Creating videos requires the following dependencies (here listed for Ubuntu 14.04): sudo apt-get install x11-utils imagemagick libav-tools.

Note

Don’t expect the simulation to run real-time while recording.

Note

The GUI window should stay visible on your screen for the whole duration of the recording. Also, don’t resize it, otherwise video conversion will fail later on.

on_tick(sim)

Main function called by the simulation at each control cycle.

Parameters

sim (Simulation) – Current simulation instance.

wait_for(wait_time)

Pause the video by repeating the last frame for a certain duration.

Parameters

wait_time (scalar) – Duration in [s].

Making a new process

Imagine we want to record knee angles while the robot moves in the horizontal walking example. We can create a new process class:

class KneeAngleRecorder(pymanoid.Process):

    def __init__(self):
        """
        Initialize process.

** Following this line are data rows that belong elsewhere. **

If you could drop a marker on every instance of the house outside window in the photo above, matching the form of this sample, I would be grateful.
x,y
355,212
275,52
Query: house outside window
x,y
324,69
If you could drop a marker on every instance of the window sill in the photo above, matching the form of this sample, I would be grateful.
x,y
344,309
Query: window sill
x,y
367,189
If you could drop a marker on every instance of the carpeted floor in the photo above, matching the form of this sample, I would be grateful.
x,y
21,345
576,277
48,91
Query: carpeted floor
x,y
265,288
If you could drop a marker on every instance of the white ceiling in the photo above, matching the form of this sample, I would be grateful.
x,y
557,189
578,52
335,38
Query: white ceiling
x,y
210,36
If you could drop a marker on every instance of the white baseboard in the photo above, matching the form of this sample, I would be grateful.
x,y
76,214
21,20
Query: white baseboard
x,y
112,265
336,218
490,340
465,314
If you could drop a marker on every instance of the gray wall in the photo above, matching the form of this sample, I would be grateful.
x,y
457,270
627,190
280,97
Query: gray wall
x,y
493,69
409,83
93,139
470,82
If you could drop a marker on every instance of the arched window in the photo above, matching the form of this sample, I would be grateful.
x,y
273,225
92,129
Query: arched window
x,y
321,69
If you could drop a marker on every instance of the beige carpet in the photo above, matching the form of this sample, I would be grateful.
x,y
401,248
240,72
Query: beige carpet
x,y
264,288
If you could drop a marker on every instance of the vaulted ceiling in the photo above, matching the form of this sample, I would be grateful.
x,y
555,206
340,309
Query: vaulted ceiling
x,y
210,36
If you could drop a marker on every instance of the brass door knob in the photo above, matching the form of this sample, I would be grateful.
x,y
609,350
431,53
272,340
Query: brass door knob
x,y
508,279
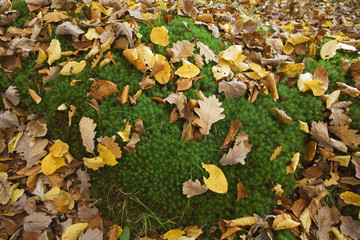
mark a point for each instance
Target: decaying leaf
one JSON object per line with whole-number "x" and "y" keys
{"x": 87, "y": 127}
{"x": 209, "y": 113}
{"x": 193, "y": 188}
{"x": 217, "y": 181}
{"x": 238, "y": 153}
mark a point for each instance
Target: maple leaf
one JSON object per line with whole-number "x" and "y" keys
{"x": 206, "y": 52}
{"x": 319, "y": 132}
{"x": 209, "y": 113}
{"x": 238, "y": 153}
{"x": 181, "y": 49}
{"x": 193, "y": 188}
{"x": 36, "y": 222}
{"x": 87, "y": 127}
{"x": 232, "y": 89}
{"x": 31, "y": 150}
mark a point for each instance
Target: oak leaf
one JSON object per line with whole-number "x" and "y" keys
{"x": 209, "y": 113}
{"x": 238, "y": 153}
{"x": 193, "y": 188}
{"x": 233, "y": 88}
{"x": 87, "y": 127}
{"x": 36, "y": 222}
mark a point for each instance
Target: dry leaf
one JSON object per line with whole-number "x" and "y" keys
{"x": 87, "y": 127}
{"x": 238, "y": 153}
{"x": 209, "y": 113}
{"x": 232, "y": 89}
{"x": 217, "y": 181}
{"x": 191, "y": 188}
{"x": 36, "y": 222}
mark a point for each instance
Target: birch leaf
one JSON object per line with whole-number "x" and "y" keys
{"x": 217, "y": 181}
{"x": 87, "y": 127}
{"x": 209, "y": 113}
{"x": 191, "y": 188}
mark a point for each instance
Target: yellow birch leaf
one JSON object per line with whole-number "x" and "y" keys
{"x": 332, "y": 98}
{"x": 217, "y": 181}
{"x": 50, "y": 164}
{"x": 94, "y": 163}
{"x": 73, "y": 231}
{"x": 59, "y": 148}
{"x": 328, "y": 50}
{"x": 73, "y": 67}
{"x": 294, "y": 162}
{"x": 41, "y": 57}
{"x": 125, "y": 135}
{"x": 159, "y": 36}
{"x": 107, "y": 156}
{"x": 342, "y": 160}
{"x": 51, "y": 194}
{"x": 187, "y": 70}
{"x": 304, "y": 127}
{"x": 54, "y": 51}
{"x": 174, "y": 233}
{"x": 351, "y": 198}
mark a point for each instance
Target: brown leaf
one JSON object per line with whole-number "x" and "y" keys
{"x": 31, "y": 150}
{"x": 338, "y": 116}
{"x": 319, "y": 132}
{"x": 36, "y": 222}
{"x": 101, "y": 89}
{"x": 234, "y": 128}
{"x": 87, "y": 127}
{"x": 350, "y": 227}
{"x": 181, "y": 49}
{"x": 241, "y": 191}
{"x": 238, "y": 153}
{"x": 232, "y": 89}
{"x": 191, "y": 188}
{"x": 281, "y": 115}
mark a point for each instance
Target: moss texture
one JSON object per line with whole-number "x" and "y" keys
{"x": 162, "y": 162}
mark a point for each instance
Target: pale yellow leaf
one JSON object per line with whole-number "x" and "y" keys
{"x": 73, "y": 231}
{"x": 54, "y": 51}
{"x": 217, "y": 181}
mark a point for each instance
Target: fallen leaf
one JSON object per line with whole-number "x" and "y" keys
{"x": 87, "y": 127}
{"x": 233, "y": 88}
{"x": 193, "y": 188}
{"x": 238, "y": 153}
{"x": 217, "y": 181}
{"x": 36, "y": 222}
{"x": 209, "y": 113}
{"x": 54, "y": 51}
{"x": 159, "y": 36}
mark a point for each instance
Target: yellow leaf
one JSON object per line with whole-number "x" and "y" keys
{"x": 94, "y": 163}
{"x": 50, "y": 164}
{"x": 174, "y": 233}
{"x": 342, "y": 160}
{"x": 73, "y": 231}
{"x": 59, "y": 148}
{"x": 73, "y": 67}
{"x": 304, "y": 127}
{"x": 328, "y": 50}
{"x": 332, "y": 98}
{"x": 217, "y": 181}
{"x": 107, "y": 156}
{"x": 159, "y": 36}
{"x": 187, "y": 70}
{"x": 54, "y": 51}
{"x": 125, "y": 135}
{"x": 351, "y": 198}
{"x": 294, "y": 162}
{"x": 41, "y": 57}
{"x": 51, "y": 194}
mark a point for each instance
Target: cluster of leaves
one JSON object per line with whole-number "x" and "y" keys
{"x": 239, "y": 71}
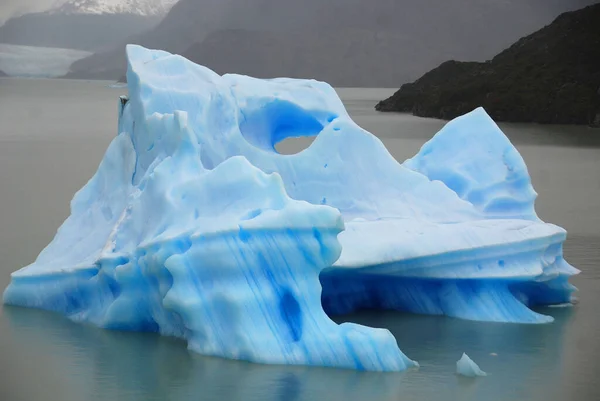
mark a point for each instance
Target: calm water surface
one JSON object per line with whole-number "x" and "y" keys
{"x": 52, "y": 137}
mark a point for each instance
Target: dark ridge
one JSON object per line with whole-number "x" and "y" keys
{"x": 551, "y": 76}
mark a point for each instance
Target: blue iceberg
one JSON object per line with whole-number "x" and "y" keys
{"x": 195, "y": 227}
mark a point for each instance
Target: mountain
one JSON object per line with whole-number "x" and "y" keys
{"x": 89, "y": 25}
{"x": 32, "y": 61}
{"x": 550, "y": 76}
{"x": 347, "y": 42}
{"x": 138, "y": 7}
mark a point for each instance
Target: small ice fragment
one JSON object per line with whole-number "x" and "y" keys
{"x": 563, "y": 305}
{"x": 466, "y": 367}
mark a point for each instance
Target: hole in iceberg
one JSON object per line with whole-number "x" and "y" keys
{"x": 266, "y": 125}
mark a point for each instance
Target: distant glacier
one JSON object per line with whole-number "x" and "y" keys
{"x": 37, "y": 62}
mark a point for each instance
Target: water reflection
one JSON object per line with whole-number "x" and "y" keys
{"x": 108, "y": 365}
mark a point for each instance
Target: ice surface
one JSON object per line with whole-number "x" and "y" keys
{"x": 466, "y": 367}
{"x": 31, "y": 61}
{"x": 194, "y": 226}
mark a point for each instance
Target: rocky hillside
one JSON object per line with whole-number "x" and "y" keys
{"x": 345, "y": 42}
{"x": 550, "y": 76}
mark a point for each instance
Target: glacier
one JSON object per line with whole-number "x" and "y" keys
{"x": 195, "y": 227}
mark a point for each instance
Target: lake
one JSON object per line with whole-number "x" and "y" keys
{"x": 53, "y": 134}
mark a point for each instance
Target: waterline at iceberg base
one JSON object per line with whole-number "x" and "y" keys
{"x": 195, "y": 227}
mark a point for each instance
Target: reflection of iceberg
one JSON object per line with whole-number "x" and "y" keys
{"x": 194, "y": 226}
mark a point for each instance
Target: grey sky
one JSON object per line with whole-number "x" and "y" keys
{"x": 10, "y": 7}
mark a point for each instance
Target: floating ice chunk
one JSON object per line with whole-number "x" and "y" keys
{"x": 466, "y": 367}
{"x": 195, "y": 227}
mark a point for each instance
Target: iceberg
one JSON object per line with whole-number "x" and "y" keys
{"x": 466, "y": 367}
{"x": 195, "y": 227}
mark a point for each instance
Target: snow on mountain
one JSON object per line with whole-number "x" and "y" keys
{"x": 139, "y": 7}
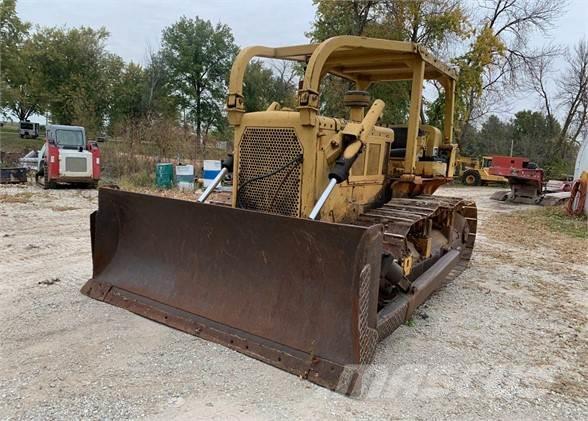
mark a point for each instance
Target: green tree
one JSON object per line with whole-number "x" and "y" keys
{"x": 493, "y": 65}
{"x": 199, "y": 56}
{"x": 77, "y": 74}
{"x": 433, "y": 23}
{"x": 129, "y": 94}
{"x": 262, "y": 86}
{"x": 19, "y": 89}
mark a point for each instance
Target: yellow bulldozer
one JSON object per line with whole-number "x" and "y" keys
{"x": 333, "y": 237}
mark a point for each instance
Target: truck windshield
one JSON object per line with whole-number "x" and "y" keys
{"x": 69, "y": 138}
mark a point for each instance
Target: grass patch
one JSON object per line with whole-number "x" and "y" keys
{"x": 23, "y": 197}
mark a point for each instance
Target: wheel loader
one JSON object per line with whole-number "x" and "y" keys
{"x": 333, "y": 237}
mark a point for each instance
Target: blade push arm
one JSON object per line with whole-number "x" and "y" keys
{"x": 354, "y": 136}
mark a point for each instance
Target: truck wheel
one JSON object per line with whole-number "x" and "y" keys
{"x": 471, "y": 178}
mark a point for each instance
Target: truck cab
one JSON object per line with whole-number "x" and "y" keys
{"x": 67, "y": 157}
{"x": 26, "y": 129}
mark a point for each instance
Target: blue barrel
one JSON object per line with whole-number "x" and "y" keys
{"x": 164, "y": 176}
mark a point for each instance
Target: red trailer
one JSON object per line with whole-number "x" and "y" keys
{"x": 526, "y": 183}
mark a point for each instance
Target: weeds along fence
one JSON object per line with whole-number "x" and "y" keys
{"x": 129, "y": 158}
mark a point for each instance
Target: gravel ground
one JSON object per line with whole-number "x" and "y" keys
{"x": 507, "y": 339}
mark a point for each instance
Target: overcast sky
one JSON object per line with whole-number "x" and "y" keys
{"x": 135, "y": 25}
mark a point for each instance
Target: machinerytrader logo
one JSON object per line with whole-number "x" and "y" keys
{"x": 421, "y": 381}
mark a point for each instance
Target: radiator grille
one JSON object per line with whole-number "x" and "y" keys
{"x": 263, "y": 151}
{"x": 76, "y": 164}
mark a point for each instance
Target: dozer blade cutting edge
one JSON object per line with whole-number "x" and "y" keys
{"x": 298, "y": 294}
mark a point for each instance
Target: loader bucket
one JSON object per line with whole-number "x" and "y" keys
{"x": 297, "y": 294}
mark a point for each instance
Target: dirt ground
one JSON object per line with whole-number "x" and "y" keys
{"x": 506, "y": 339}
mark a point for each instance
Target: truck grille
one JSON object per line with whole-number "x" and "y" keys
{"x": 76, "y": 164}
{"x": 263, "y": 151}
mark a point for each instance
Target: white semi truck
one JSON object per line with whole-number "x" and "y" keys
{"x": 67, "y": 157}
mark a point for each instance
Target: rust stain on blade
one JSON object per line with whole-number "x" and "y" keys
{"x": 290, "y": 292}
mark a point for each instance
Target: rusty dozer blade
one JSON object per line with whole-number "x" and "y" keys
{"x": 298, "y": 294}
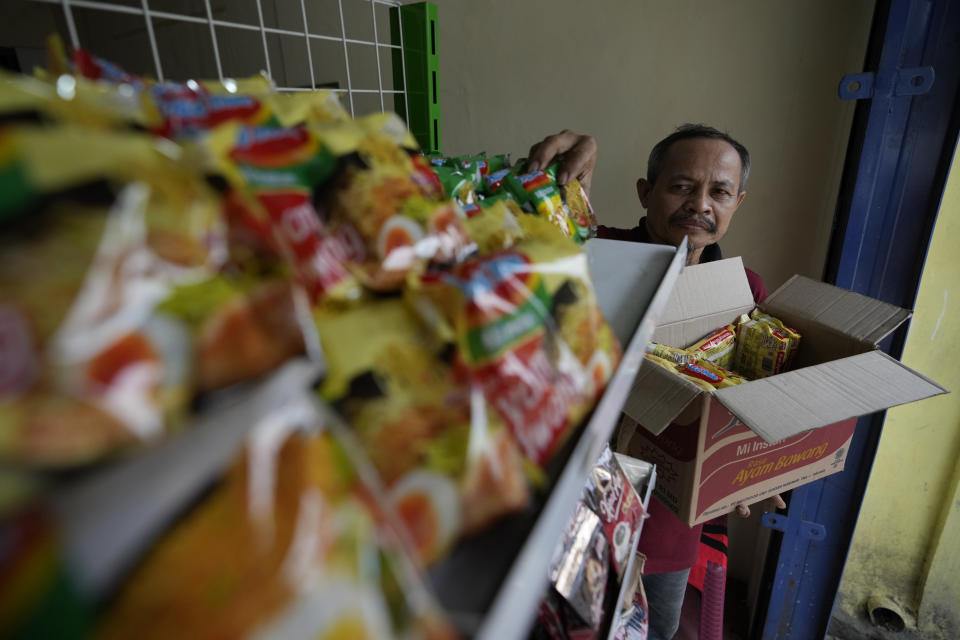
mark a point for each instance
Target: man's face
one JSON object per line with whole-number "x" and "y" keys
{"x": 696, "y": 193}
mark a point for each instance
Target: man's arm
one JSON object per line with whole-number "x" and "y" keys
{"x": 577, "y": 154}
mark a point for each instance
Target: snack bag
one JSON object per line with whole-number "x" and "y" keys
{"x": 290, "y": 543}
{"x": 72, "y": 99}
{"x": 537, "y": 192}
{"x": 579, "y": 569}
{"x": 448, "y": 464}
{"x": 193, "y": 108}
{"x": 39, "y": 598}
{"x": 529, "y": 333}
{"x": 717, "y": 377}
{"x": 305, "y": 107}
{"x": 281, "y": 168}
{"x": 89, "y": 366}
{"x": 240, "y": 327}
{"x": 718, "y": 347}
{"x": 495, "y": 226}
{"x": 578, "y": 205}
{"x": 493, "y": 182}
{"x": 674, "y": 355}
{"x": 385, "y": 198}
{"x": 457, "y": 185}
{"x": 765, "y": 346}
{"x": 609, "y": 493}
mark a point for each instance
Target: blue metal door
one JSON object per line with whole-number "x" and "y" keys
{"x": 904, "y": 134}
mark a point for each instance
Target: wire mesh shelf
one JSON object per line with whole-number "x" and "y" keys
{"x": 302, "y": 45}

Don't forget to call parent constructor.
        """
        super(KneeAngleRecorder, self).__init__()
        self.left_knee_angles = []
        self.right_knee_angles = []
        self.times = []

    def on_tick(self, sim):
        """
        Update function run at every simulation tick.

        Parameters
        ----------
        sim : Simulation
            Instance of the current simulation.
        """
        self.left_knee_angles.append(robot.q[robot.left_knee])
        self.right_knee_angles.append(robot.q[robot.right_knee])
        self.times.append(sim.time)

To execute it, we instantiate a process of this class and add it to the simulation right before the call to start_walking():

recorder = KneeAngleRecorder()
sim.schedule_extra(recorder)
start_walking()  # comment this out to start walking manually

We can plot the data recorded in this process at any time by:

import pylab
pylab.ion()
pylab.plot(recorder.times, recorder.left_knee_angles)
pylab.plot(recorder.times, recorder.right_knee_angles)

Note that we scheduled the recorder as an extra process, using sim.schedule_extra rather than sim.schedule, so that it does not get counted in the computation time budget of the control loop.